The first difference that I noticed while studying in Wales was how often I have to go to lectures for one class. In the U.S., on average for one class I go to a lecture three times a week, where in the U.K. there’s only one lecture a week. The Universities in the U.K. make this work by giving the students an extensive reading list that they are expected to go through on their own time.
When I went to classes at my home University, I had a variety of classes to choose from but once I was in the class, I was given one book and told exactly what was going to be on the multiple choice test that would be given to me in about three weeks time. This is extremely different to the U.K. in the fact that the Universities give more freedom on what the student can focus his or her main studying on and what approach he or she can take with the one examination time at the end of the semester. At Cardiff University and other U.K. Universities like it, you are compelled to become a scholar. I personally have gone to the library everyday I’m on campus to find books I want to read concerning the coursework that’s at hand. In every class I have taken at Cardiff, I am given an extensive reading list which is a guideline to what materials I should be researching on my own time. This gives me the freedom to choose which researchers and theorists I want to read about in depth and inevitably write about in my essay examination.
The testing method that is used by the majority of instructors in the U.K. is the essay format. With this format, the student is given a selection of about three to five questions where they usually only have to answer one in their essay giving them once again freedom to choose the actual material they are tested on at the end of the semester. Writing an essay on the course work requires the student to understand the material thoroughly. With this, the student is more likely to remember what he or she has learned and use this newly gained knowledge in the future. In contrast, the amount of material that is covered on multiple choice exams that’s given to students in the U.S. on a weekly basis doesn’t have the same affect. With the amount of testing and material we are expected to know, I feel student’s like myself are pressured into memorizing the material rather than actually grasping the concepts of the matter.
In my opinion, Universities across the U.K. treat the students more as adults and the amount of knowledge a student obtains while at University is solely up to the student. At Cardiff University, the students are trusted that they will do the independent reading and attend the lectures and seminars. If the student chooses not to do this, it’s the student’s own education that’s at risk and this will be reflected in the student’s grades. This is basically common knowledge in the U.K., but in the U.S. it’s a slightly different story.

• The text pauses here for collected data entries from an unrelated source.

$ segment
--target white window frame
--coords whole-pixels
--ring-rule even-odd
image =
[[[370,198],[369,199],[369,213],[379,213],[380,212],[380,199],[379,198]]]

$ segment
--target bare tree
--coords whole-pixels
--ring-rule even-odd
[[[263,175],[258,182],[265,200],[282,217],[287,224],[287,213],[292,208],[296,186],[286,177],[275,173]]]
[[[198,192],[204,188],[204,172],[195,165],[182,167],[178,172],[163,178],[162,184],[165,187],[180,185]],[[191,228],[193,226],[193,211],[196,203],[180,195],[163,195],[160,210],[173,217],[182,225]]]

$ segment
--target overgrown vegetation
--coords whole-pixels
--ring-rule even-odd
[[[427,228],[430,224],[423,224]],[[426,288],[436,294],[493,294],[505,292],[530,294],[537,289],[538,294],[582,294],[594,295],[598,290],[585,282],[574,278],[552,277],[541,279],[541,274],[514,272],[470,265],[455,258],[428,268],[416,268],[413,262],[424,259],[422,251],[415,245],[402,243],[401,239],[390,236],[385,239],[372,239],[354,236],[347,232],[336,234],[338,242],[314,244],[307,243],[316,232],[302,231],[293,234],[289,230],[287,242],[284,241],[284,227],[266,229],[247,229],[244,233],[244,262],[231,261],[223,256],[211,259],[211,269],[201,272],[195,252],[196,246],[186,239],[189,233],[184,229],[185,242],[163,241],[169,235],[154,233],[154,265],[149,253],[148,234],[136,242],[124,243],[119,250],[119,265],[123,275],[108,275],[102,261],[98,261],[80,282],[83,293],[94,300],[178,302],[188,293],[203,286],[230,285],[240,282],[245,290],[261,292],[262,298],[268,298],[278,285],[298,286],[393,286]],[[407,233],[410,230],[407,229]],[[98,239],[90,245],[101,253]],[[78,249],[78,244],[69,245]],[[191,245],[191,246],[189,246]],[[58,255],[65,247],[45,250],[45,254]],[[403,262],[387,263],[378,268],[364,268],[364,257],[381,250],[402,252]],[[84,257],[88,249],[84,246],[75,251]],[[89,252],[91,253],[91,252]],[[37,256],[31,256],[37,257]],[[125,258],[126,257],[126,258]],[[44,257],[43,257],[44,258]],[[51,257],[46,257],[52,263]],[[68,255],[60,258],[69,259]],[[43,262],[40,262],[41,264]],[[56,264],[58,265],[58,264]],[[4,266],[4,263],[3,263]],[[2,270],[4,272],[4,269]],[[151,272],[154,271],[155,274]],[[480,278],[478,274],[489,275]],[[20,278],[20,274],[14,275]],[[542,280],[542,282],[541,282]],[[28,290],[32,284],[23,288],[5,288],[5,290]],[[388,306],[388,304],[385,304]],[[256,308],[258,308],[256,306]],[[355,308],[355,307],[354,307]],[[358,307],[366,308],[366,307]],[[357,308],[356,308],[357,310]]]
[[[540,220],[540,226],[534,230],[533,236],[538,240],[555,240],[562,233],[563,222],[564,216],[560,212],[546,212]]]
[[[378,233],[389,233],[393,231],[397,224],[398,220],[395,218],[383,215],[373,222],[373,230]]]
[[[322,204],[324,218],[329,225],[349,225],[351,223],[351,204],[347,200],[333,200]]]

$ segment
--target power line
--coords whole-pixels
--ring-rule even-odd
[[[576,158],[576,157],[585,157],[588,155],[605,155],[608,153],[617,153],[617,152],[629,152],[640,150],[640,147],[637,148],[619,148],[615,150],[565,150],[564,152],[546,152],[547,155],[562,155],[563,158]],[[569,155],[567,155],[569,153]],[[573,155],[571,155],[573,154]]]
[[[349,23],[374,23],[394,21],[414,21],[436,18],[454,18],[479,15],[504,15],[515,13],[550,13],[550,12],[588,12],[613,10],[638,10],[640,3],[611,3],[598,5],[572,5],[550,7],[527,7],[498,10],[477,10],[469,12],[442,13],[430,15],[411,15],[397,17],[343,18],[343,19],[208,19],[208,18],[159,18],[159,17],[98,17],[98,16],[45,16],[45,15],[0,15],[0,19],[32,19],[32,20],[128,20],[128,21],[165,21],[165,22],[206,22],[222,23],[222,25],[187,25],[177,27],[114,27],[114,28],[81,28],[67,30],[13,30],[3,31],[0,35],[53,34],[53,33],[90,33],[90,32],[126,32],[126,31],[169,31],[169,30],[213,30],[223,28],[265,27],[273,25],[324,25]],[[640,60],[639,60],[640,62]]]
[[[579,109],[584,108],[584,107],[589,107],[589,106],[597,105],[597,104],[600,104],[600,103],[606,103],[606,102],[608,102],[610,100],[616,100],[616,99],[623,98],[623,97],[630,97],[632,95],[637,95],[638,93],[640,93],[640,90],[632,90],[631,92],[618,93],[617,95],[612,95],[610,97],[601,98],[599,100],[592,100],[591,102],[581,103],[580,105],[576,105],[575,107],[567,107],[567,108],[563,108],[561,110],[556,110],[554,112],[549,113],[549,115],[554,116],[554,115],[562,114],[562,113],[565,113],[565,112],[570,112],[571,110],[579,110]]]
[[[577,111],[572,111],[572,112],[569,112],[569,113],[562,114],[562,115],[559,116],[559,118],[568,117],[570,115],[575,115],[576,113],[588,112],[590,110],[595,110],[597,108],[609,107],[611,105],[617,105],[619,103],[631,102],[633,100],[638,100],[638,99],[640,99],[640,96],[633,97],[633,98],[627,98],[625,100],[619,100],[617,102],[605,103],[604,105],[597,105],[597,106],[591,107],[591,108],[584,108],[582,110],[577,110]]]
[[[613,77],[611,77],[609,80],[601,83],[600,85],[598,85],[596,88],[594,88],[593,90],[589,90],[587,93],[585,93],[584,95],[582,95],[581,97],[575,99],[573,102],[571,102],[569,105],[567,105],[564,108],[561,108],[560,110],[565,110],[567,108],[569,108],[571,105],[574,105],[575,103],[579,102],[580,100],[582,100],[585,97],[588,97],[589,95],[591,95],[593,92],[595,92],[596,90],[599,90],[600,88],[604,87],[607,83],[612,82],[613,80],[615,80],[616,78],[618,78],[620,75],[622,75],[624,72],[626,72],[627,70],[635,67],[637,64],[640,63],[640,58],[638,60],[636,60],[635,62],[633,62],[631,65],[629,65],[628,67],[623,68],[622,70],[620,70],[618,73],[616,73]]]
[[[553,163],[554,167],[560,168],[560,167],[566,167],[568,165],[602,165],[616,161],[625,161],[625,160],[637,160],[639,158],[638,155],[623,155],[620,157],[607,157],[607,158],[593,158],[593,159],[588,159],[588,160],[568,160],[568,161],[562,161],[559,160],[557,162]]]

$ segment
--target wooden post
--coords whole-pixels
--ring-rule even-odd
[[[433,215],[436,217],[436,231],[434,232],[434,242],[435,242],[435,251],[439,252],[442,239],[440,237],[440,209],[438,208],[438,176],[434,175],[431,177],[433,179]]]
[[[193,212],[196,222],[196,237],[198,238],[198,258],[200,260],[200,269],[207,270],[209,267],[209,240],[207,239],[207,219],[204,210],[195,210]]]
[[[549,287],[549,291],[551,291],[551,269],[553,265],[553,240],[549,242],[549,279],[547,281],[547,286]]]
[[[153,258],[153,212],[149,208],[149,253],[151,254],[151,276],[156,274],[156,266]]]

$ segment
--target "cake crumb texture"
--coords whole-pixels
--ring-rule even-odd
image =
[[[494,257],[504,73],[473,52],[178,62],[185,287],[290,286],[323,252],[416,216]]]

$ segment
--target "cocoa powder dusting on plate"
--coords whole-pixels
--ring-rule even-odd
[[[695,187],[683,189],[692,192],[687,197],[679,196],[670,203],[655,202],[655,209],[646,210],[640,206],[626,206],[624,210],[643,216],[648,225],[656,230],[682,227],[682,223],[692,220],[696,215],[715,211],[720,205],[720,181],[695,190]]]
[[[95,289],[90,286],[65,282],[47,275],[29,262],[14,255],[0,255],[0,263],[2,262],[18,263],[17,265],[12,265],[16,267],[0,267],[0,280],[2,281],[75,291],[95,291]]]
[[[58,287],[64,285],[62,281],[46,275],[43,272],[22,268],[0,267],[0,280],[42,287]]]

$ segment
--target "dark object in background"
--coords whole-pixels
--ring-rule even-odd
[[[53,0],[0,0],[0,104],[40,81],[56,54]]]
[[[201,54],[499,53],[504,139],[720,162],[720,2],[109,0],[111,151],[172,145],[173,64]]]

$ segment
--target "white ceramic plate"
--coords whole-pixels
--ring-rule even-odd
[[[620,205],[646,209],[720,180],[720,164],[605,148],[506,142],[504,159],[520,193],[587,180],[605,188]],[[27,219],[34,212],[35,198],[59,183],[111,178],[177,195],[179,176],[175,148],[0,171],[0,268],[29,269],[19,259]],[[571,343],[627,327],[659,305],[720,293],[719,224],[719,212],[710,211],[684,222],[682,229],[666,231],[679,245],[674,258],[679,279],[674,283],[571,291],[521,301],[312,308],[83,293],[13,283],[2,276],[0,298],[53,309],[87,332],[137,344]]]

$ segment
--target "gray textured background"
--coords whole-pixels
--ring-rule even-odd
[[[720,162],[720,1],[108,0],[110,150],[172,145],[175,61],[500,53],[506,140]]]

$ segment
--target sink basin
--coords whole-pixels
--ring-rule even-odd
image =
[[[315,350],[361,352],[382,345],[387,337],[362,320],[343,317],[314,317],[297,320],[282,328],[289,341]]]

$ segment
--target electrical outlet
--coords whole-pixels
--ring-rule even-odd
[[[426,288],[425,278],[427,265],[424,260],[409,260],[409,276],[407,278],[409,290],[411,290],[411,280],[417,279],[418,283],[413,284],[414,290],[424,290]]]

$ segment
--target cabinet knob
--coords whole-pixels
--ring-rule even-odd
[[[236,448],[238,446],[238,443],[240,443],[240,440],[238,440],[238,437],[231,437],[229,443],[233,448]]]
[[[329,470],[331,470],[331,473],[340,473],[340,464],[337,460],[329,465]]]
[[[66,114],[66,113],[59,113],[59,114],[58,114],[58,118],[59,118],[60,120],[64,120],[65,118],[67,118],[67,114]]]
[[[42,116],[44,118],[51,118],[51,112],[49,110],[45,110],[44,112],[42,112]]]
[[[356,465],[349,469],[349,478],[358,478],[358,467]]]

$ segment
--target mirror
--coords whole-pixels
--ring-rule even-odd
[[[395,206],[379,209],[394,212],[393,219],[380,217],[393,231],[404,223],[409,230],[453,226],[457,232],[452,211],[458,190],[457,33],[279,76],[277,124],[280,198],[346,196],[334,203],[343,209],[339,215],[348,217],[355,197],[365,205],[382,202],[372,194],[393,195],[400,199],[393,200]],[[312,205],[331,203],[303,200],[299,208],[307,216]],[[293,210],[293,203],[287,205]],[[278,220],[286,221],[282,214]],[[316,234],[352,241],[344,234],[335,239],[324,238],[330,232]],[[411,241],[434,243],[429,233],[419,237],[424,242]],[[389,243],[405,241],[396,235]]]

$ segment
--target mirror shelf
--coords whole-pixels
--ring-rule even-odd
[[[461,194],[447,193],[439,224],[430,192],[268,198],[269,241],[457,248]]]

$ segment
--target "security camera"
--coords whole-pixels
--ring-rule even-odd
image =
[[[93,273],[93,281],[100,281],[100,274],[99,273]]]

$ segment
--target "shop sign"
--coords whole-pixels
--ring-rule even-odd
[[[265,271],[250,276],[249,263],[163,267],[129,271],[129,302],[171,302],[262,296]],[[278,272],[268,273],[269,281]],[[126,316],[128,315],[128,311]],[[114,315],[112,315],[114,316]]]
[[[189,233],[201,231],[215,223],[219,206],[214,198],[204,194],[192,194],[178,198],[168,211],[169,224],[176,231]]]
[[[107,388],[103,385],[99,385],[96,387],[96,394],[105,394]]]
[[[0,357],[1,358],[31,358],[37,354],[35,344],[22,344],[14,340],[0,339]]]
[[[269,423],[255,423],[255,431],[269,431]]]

In my U.S. classes, mandatory attendance is taken every time I go to class. If I don’t go to class everyday I will be penalized. I am given a book or two and am shown exactly what I need to know for the exam. Having mandatory classes three times a week and four exams throughout the semester, I feel as if we are being checked up on, to make sure that we are actually doing are studying. The freedom and trust that the U.K. education system gives the student I feel is not there in the U.S. Also, I don’t feel motivated to be a scholar and go to the library to read in depth on certain course material because an A is very achievable on exams without doing this. I am given the book that holds the material that all of my testing will be on in class so there is no point in checking out books from the library to research different takes on the subject. I’ve never once had to check out a book at my college’s library in the U.S. but now that I’ve been at Cardiff, I’ve checked out about thirty books and counting.
Overall, I would say I do prefer the U.K. education system over the U.S.’s. The amount of freedom and independent studying at Cardiff University allows me to have is working really well so far. I feel like I am treated more as an adult in the sense that my education lies in my hands only. Because of this, I am really interested in getting a Master’s Degree in the U.K. sometime in the near future, knowing that it would only take half the time as well.
Thanks to the U.K. education system, I have realized that a library serves a higher purpose than just providing a quiet place to study. It’s in fact a place that holds many valuable resources in the form of text that can better anyone’s education. Who knew?